Não, não é nada de mais o que ele e o time vão enfrentar dali a algumas horas. Um jogo de meio de campeonato. Mas o treinador descobre de repente que quer muito vencer aquela partida. Quer porque quer. E não se preocupa em buscar explicações mais profundas sobre essa vontade tão acentuada.
O velho treinador não se levanta, apenas coloca as duas mãos atrás da cabeça, inspira e expira profundamente, os olhos abertos. E ri, silenciosamente. Ri porque ri. Porque acha engraçado sentir o coração acelerado, a adrenalina subindo.
Tem 68 anos. Já ganhou campeonatos nacionais com três times diferentes, já foi a uma Copa com a seleção, já perdeu as contas de quantos estaduais faturou.

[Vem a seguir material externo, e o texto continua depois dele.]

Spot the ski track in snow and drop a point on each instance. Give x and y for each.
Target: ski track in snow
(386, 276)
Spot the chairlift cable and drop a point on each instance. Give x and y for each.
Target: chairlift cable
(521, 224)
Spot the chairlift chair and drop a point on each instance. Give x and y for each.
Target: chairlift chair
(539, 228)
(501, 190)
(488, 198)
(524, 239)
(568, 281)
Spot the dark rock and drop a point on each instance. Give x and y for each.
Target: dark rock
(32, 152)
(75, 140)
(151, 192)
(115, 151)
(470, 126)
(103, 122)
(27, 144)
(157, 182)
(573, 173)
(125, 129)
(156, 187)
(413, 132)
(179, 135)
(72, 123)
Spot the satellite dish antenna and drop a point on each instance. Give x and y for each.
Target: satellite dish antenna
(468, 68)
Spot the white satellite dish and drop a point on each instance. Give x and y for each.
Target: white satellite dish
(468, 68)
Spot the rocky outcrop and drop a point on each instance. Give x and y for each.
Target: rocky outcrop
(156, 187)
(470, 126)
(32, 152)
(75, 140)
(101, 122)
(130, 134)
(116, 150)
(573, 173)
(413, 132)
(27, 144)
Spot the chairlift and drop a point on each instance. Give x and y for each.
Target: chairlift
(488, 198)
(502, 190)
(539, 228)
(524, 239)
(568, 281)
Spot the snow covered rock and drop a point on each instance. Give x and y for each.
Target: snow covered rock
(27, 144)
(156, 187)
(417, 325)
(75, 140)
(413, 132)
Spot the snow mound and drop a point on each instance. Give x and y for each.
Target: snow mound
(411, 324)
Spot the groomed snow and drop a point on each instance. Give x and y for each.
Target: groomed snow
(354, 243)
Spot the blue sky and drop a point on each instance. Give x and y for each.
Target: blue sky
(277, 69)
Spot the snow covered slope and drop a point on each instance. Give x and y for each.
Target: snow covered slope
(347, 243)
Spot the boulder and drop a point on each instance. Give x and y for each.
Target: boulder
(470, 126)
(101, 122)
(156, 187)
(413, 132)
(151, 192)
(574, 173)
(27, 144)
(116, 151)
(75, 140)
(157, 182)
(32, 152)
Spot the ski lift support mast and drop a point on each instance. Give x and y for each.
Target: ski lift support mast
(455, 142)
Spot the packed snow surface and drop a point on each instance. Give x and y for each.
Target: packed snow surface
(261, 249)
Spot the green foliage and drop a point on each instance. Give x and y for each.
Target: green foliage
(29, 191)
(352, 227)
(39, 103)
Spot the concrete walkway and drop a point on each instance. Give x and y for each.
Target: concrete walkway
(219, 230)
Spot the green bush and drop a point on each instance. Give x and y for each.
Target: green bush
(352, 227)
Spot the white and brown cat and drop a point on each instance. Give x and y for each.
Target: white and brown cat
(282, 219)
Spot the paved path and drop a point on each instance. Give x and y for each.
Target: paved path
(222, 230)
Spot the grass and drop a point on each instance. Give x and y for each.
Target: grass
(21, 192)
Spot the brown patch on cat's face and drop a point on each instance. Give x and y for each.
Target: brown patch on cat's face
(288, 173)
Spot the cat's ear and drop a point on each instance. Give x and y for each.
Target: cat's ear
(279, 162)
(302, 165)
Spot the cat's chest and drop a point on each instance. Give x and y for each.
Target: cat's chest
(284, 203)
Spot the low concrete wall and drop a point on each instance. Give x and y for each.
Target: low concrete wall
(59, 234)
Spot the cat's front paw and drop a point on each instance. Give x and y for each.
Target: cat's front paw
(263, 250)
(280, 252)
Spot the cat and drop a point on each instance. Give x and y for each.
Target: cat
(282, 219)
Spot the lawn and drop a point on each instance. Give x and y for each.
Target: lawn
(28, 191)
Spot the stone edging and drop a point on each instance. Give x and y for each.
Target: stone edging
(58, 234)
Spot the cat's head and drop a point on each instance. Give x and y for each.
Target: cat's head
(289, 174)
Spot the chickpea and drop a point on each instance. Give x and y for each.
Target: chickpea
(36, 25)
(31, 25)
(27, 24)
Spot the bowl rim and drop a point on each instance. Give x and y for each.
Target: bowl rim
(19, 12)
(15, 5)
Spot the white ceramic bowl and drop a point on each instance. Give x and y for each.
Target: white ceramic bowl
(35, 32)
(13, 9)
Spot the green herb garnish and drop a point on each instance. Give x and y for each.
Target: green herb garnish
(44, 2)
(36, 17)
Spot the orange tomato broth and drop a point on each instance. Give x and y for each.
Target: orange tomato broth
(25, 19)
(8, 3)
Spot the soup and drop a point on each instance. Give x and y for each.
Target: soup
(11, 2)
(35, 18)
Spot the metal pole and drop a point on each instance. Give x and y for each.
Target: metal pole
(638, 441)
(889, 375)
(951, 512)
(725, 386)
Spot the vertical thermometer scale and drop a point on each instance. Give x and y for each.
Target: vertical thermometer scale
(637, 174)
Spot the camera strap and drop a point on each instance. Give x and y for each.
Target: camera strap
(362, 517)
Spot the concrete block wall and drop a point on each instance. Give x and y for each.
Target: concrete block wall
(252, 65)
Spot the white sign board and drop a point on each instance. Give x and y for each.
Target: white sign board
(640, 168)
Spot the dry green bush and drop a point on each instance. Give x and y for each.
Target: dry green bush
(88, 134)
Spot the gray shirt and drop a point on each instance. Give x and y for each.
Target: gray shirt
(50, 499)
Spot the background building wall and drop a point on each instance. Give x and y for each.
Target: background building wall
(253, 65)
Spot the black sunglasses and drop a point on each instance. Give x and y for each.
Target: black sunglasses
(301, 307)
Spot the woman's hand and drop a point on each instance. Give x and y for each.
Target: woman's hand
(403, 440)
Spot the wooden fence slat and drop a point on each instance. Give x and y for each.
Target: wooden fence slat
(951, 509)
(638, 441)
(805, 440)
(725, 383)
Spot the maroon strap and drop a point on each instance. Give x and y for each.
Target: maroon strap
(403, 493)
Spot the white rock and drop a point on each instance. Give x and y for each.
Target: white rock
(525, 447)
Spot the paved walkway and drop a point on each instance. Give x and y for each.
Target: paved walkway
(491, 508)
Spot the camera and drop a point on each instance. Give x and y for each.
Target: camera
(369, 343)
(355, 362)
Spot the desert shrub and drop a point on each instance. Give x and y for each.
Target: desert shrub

O velho treinador vira para o lado na cama. Pensa na esposa, no jeito que ela balança a cabeça para um lado e para o outro e diz: “Você não tem jeito”.
Está feliz. Sente que vive a vida que tinha que viver, que está onde deveria estar – neste exato momento e para sempre (ou até quando se aguentar).
O velho treinador então repassa mentalmente a escalação do time. E visualiza o posicionamento dos jogadores, quando estiverem atacando e quando estiverem defendendo. Visualiza até aquela jogadinha ensaiada que, de repente, pode dar certo.
E o velho treinador por fim volta a dormir. Sorrindo. Acordará feliz, ainda que os velhos vícios da reclamação e da rabugice levem os outros a achar que não.
O velho treinador é o encontro do homem com ele mesmo, unos e indissociáveis, como precisa ser (e como tantos já desistiram de acreditar que é possível).